Orthogonal decomposition method is used to decompose horizontal and vertical forces.

There are f branches in the vertical direction, 1 = mg+f * sin 37 degrees.

In the horizontal direction, F*cos37 degrees -F 1 = M * a 1, and a 1 is the acceleration.

And f 1 = u * f branch 1.

F*cos37 degrees -u * (mg+f * sin 37 degrees) = m * a 1.

10 * 0.8-0.2 *(2 * 10+ 10 * 0.6)= 2 * a 1

a 1= 1.4 m/s^2

When the acceleration time of the object is t 1 = 5 seconds, the speed is v = a1* t1=1.4 * 5 = 7m/s.

The displacement in the accelerated movement stage is s1= a1* t12/2 =1.4 * 52/2 =17.5m..

After the thrust f is removed, the object is subjected to gravity mg, supporting force F and sliding friction f2.

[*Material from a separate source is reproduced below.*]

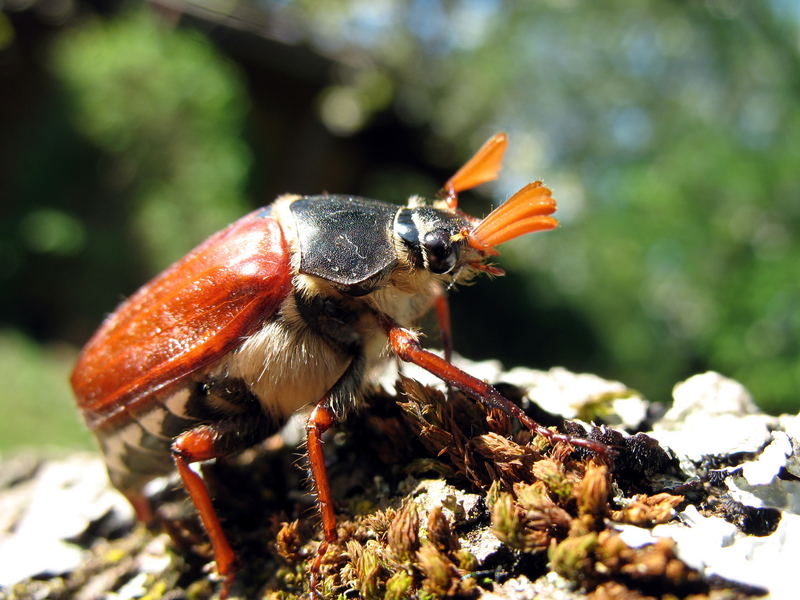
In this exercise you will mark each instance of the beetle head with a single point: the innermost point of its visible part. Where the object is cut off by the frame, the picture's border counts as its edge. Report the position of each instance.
(444, 240)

Let the acceleration be a2.

Get F2 = m * a2.

F2 = u * f branch 2 = u * mg

So a2 = u * g = 0.2 * 10 = 2m/s 2.

The displacement in the deceleration stage is set to S2,

It is 0 = v 2-2 * a2 * S2.

Get 0 = 7 2-2 * 2 * S2.

S2 =12.25m.

The total displacement is s = s1+S2 =17.5+12.25 = 29.75m.